I copied the bootasm.S from https://github.com/jeffallen/xv6/blob/master/bootasm.S, 
#include "asm.h"
# Start the first CPU: switch to 32-bit protected mode, jump into C.
# The BIOS loads this code from the first sector of the hard disk into
# memory at physical address 0x7c00 and starts executing in real mode
# with %cs=0 %ip=7c00.
#define SEG_KCODE 1 // kernel code
#define SEG_KDATA 2 // kernel data+stack
#define CR0_PE 1 // protected mode enable bit
.code16 # Assemble for 16-bit mode
.globl start
start:
        cli # BIOS enabled interrupts; disable
        # Set up the important data segment registers (DS, ES, SS).

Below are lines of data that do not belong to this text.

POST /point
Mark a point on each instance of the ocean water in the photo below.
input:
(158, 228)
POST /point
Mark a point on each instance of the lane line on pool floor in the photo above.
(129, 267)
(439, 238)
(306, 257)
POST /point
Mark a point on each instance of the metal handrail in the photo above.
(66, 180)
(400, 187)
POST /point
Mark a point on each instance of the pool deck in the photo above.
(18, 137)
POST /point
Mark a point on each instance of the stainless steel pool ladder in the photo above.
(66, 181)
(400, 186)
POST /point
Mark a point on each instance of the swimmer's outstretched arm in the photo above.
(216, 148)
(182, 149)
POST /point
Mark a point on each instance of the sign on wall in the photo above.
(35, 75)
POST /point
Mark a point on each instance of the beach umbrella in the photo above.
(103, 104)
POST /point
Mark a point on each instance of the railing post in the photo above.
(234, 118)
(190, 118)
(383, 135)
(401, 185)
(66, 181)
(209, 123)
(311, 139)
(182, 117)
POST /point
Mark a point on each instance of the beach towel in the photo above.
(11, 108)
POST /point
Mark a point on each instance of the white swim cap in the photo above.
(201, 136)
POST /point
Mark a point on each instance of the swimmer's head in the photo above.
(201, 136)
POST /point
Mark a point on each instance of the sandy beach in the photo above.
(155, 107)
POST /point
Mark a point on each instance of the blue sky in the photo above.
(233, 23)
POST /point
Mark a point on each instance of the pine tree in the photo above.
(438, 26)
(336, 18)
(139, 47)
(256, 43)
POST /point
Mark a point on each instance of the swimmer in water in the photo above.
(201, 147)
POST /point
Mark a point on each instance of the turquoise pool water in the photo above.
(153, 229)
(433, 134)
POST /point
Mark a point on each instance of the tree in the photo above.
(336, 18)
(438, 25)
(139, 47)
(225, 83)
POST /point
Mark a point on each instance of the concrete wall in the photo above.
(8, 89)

        xorw %ax,%ax # Segment number zero
        movw %ax,%ds # -> Data Segment
        movw %ax,%es # -> Extra Segment
        movw %ax,%ss # -> Stack Segment
        # Physical address line A20 is tied to zero so that the first PCs
        # with 2 MB would run software that assumed 1 MB. Undo that.
        seta20.1:
        inb $0x64,%al # Wait for not busy
        testb $0x2,%al
        jnz seta20.1
        movb $0xd1,%al # 0xd1 -> port 0x64
        outb %al,$0x64
        seta20.2:
        inb $0x64,%al # Wait for not busy
        testb $0x2,%al
        jnz seta20.2
        movb $0xdf,%al # 0xdf -> port 0x60
        outb %al,$0x60
        # Switch from real to protected mode. Use a bootstrap GDT that makes
        # virtual addresses map dierctly to physical addresses so that the
        # effective memory map doesn't change during the transition.
        lgdt gdtdesc
        movl %cr0, %eax
        orl $CR0_PE, %eax
        movl %eax, %cr0
        # Complete transition to 32-bit protected mode by using long jmp
        # to reload %cs and %eip. The segment registers are set up with no
        # translation, so that the mapping is still the identity mapping.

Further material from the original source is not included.